Ben, who had been for a moment with Polly, now came into the room with his usual noisy bustle, and Deena got up and, surrendering the baby to the nurse, led the way downstairs.

At the library door Stephen paused to whisper to Ben:

“Stay with me while I tell her,” in tones of abject fright; but Ben shook his head.

“Look here, old man,” he said, in mild remonstrance, “if you had had a baby last night, you wouldn’t be casting about for fresh trouble to-day—now, would you?”

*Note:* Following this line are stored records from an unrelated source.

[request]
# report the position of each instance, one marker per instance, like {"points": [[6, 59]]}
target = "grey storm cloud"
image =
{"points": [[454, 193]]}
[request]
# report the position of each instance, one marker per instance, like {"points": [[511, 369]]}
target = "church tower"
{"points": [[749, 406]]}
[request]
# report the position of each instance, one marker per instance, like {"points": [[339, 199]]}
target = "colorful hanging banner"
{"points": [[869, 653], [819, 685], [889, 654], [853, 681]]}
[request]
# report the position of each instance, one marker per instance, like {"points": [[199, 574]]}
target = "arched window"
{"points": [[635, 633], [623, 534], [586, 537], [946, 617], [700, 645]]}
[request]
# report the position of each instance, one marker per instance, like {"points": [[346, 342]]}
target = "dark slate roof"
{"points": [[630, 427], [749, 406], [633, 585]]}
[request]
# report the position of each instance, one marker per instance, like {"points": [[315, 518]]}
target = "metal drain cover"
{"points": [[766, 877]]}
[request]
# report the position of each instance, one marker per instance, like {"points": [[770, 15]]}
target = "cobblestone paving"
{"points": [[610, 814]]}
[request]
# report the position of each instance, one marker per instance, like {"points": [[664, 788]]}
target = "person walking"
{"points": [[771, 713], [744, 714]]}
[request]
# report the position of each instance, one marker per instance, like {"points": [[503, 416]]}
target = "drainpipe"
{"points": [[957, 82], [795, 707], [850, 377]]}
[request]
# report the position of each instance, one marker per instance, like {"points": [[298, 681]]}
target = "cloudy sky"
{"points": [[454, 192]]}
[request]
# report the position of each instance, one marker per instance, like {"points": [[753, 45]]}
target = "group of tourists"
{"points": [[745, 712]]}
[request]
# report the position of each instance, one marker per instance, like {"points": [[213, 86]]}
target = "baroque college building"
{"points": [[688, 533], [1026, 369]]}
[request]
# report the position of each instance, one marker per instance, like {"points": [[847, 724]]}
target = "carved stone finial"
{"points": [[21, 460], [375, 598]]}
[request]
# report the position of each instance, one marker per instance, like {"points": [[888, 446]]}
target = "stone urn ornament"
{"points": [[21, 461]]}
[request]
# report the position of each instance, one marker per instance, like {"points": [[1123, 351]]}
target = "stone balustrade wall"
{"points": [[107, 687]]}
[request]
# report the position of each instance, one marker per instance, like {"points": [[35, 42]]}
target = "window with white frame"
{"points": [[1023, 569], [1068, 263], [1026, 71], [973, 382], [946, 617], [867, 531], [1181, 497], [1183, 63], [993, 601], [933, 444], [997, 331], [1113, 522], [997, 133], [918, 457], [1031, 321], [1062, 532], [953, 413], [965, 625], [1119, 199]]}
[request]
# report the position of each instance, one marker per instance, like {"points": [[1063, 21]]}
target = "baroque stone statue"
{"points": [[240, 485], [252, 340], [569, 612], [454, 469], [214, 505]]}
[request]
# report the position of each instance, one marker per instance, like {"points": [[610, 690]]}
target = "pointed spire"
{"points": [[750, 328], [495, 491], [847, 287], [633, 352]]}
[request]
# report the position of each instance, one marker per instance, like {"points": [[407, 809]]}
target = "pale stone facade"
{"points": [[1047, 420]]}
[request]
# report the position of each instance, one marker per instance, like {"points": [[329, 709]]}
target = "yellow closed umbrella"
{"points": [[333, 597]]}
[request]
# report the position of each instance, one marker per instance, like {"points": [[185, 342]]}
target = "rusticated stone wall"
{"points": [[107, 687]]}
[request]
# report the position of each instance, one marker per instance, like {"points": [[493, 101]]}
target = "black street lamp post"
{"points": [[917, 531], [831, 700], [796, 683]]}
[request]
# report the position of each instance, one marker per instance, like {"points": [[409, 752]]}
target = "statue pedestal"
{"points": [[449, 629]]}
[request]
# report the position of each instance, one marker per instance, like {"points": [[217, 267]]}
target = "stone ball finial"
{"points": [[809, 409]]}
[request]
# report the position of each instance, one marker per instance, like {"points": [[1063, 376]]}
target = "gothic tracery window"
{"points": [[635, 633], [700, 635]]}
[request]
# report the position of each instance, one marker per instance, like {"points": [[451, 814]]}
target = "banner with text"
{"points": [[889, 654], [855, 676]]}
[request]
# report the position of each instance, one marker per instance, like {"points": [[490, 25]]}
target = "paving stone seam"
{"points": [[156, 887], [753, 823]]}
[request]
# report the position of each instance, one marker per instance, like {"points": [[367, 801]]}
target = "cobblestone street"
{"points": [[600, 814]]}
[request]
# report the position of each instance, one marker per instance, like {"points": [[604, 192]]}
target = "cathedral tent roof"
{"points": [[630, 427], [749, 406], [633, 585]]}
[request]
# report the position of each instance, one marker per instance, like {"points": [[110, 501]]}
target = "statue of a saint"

Stephen gave him an indignant glance, and, following Deena, he shut the library door. He did it in so pronounced a way that she looked up surprised, and was even more at a loss to account for the gravity of his expression; she wondered whether he had thought her rude yesterday when she had disappeared from the table at lunch and had never returned, but it was not like French to be touchy.

“I left you very unceremoniously yesterday,” she began, “but the nurse appeared for a moment at the door, and I did not want to alarm Ben. You were not offended?”

“Believe me, no,” French answered, with a sort of shudder; “for the first time in my life I was glad to see you go—your presence was torture to me—I was concealing something from you, Mrs. Ponsonby, and it has got to get itself told.”

While he spoke her expression changed rapidly from amazement to alarm, and she got up and came close to him—waiting—but without a word.

“Simeon is lost,” he said, hoarsely, hurling the bald fact at her before his courage failed. “I tried to tell you yesterday,” he went on, drawing the cables from his pocket, “but I couldn’t; it all seemed so vague at first, and I ventured to wait until I got more news.”

She was standing before him with her hands clasped and her face deadly pale, but with a calm that frightened him.

“Do you mean lost at sea?” she asked, in a steady voice—toneless but perfectly clear.